引き続き「社会的養護」の問題を一つ一つ解説していきます。
問題はこちら

問題構成はこのようになっていました。

1

法律

「児童福祉法」第2

2

資料

「社会的養育の推進に向けて」

3

指針

「児童養護施設運営指針」

4


児童福祉施設の組み合わせ

5 

資料

「児童養護施設入所児童等調査結果」(平成 25 年2月1日現在)

6

職員

家庭支援専門相談員(ファミリーソーシャルワーカー)

7

指針

「児童養護施設運営指針」

8

指針

児童養護施設運営指針」

9


児童養護施設の第三者評価、自己評価


10

事例

主任保育士からの指導の内容について


今回は問3の「児童養護施設運営指針」についてです。


問3 児童養護施設運営指針
 
次の文のうち、「児童養護施設運営指針」(平成 24 年3月 厚生労働省)において示されている 「権利擁護」に関する記述として最も不適切な記述を一つ選びなさい。

1 子ども自身の出生や生い立ち、家族の状況については、義務教育終了後に開示する。

2 入所時においては、子どものそれまでの生活とのつながりを重視し、そこから分離されることに伴う不安を理解し受けとめ、不安の解消を図る。

3 子どもが相談したり意見を述べたりしたい時に、相談方法や相談相手を選択できる環境を整備し、子どもに伝えるための取り組みを行う。

4 いかなる場合においても、体罰や子どもの人格を辱めるような行為を行わないよう徹底する。

5 様々な生活体験や多くの人たちとのふれあいを通して、他者への心づかいや他者の立場に配慮する心が育まれるよう支援する。

児童養護施設運営指針の18ページからの権利擁護からの出題でした。
権利擁護とは、子どもの権利を保障するということです。
例えば、本人が納得して入居できるよう入所する前に養育・支援の内容をきちんと説明したり、子どもの意見や苦情を述べられる環境にしたり、施設内の体罰を禁止したりするものです。

内容を詳しく知らなくても、2から5の文章は適切だとわかりますので、1が誤りだと考えられますね。


一つ一つ内容を見ていきます。
 

1 子ども自身の出生や生い立ち、家族の状況については、義務教育終了後に開示する。 

→×

運営指針では、「子どもの発達に応じて適切に知らせる」としています。
義務教育終了後と具体的に定めるのではなく、子ども一人一人の状況に合わせるということですね。

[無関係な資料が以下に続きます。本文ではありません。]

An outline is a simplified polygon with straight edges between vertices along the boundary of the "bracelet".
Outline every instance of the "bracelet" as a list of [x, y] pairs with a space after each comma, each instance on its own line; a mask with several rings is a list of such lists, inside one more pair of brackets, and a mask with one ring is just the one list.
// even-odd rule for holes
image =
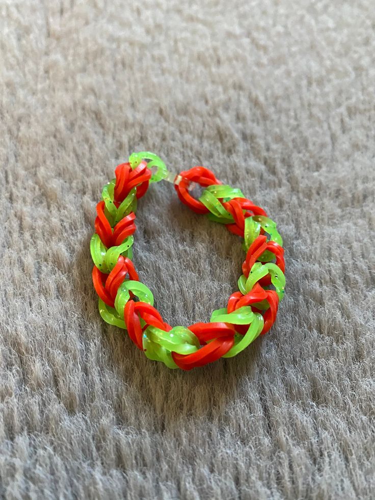
[[[104, 321], [127, 330], [150, 359], [183, 370], [235, 356], [267, 332], [284, 296], [285, 278], [282, 240], [264, 210], [239, 189], [222, 184], [208, 169], [194, 167], [174, 175], [148, 152], [132, 154], [115, 174], [96, 206], [90, 243], [93, 282]], [[243, 239], [246, 256], [239, 291], [226, 307], [213, 311], [209, 323], [172, 328], [165, 322], [132, 262], [137, 200], [150, 182], [163, 179], [173, 182], [183, 203]], [[204, 188], [199, 199], [190, 192], [194, 184]]]

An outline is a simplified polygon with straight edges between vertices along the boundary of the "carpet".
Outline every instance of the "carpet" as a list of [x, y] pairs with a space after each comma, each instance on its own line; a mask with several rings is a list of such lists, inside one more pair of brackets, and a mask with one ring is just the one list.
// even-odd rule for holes
[[[0, 495], [372, 498], [370, 0], [0, 5]], [[271, 331], [190, 372], [100, 318], [89, 243], [118, 163], [158, 154], [278, 223]], [[134, 262], [172, 325], [236, 290], [238, 238], [153, 185]]]

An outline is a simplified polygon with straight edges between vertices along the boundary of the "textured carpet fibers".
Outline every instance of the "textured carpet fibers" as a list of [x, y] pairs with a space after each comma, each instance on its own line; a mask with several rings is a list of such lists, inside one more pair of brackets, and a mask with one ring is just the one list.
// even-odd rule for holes
[[[0, 4], [0, 495], [372, 498], [372, 0]], [[190, 373], [102, 320], [95, 204], [134, 150], [278, 223], [271, 332]], [[172, 325], [237, 290], [238, 239], [153, 185], [134, 261]]]

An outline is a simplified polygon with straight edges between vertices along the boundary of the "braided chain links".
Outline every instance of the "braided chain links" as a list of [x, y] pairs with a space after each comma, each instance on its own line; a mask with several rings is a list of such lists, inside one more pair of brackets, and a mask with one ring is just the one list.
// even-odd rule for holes
[[[103, 319], [127, 330], [150, 359], [184, 370], [235, 356], [267, 332], [283, 298], [285, 278], [282, 240], [265, 212], [203, 167], [176, 176], [181, 201], [242, 238], [246, 257], [239, 291], [231, 295], [226, 307], [213, 311], [208, 323], [172, 328], [153, 307], [152, 294], [140, 282], [132, 262], [137, 200], [150, 182], [170, 174], [158, 156], [146, 151], [132, 154], [115, 174], [103, 188], [90, 244], [93, 281]], [[199, 200], [189, 193], [191, 183], [204, 188]]]

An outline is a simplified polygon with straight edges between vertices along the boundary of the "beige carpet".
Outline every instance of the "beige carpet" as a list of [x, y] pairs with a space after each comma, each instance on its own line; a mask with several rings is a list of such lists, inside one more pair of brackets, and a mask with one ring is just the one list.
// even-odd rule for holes
[[[373, 498], [372, 0], [0, 4], [0, 494]], [[271, 332], [190, 373], [148, 360], [93, 291], [95, 204], [160, 154], [278, 223]], [[208, 321], [244, 254], [173, 187], [139, 204], [134, 260], [172, 325]]]

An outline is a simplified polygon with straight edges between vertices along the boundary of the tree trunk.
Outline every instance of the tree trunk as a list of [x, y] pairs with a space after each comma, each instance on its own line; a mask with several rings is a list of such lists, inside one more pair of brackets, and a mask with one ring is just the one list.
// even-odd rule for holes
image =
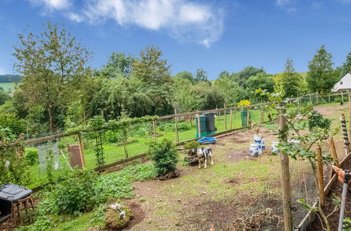
[[53, 104], [48, 104], [48, 117], [50, 118], [50, 132], [55, 132], [55, 121], [53, 120]]

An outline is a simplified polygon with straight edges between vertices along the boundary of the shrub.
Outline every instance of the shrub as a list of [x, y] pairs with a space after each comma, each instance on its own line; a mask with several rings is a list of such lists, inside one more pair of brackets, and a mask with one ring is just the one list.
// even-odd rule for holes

また、「子どもが自己の生い立ちを知ることは、自己形成の視点から重要であり、子どもの発達等に応じて、可能な限り事実を伝える。」としています。
子ども自身が自分の生い立ちや家族の状況を知ることも重要であるとして、適切なタイミングで伝えることが必要となります。


2 入所時においては、子どものそれまでの生活とのつながりを重視し、そこから分離されることに伴う不安を理解し受けとめ、不安の解消を図る。

→◯

運営指針では「子どもと保護者等との関係性を踏まえて、分離に伴う不安を理解し受けとめ、子どもの意向を尊重しながら今後のことについて説明する。」としています。


3 子どもが相談したり意見を述べたりしたい時に、相談方法や相談相手を選択できる環境を整備し、子どもに伝えるための取り組みを行う。

→◯

運営指針では「複数の相談方法や相談相手の中から自由に選べることを、わかりやすく説明した文書を作成・配布する。 子どもや保護者等に十分に周知し、日常的に相談窓口を明確にした上で、内容をわかりやすい場所に掲示する。」としています。

4 いかなる場合においても、体罰や子どもの人格を辱めるような行為を行わないよう徹底する。

→◯

運営指針では「就業規則等の規程に体罰等の禁止を明記する。 子どもや保護者に対して、体罰等の禁止を周知する。体罰等の起こりやすい状況や場面について、研修や話し合いを行い、体罰等を伴 わない援助技術を職員に習得させる。」としています。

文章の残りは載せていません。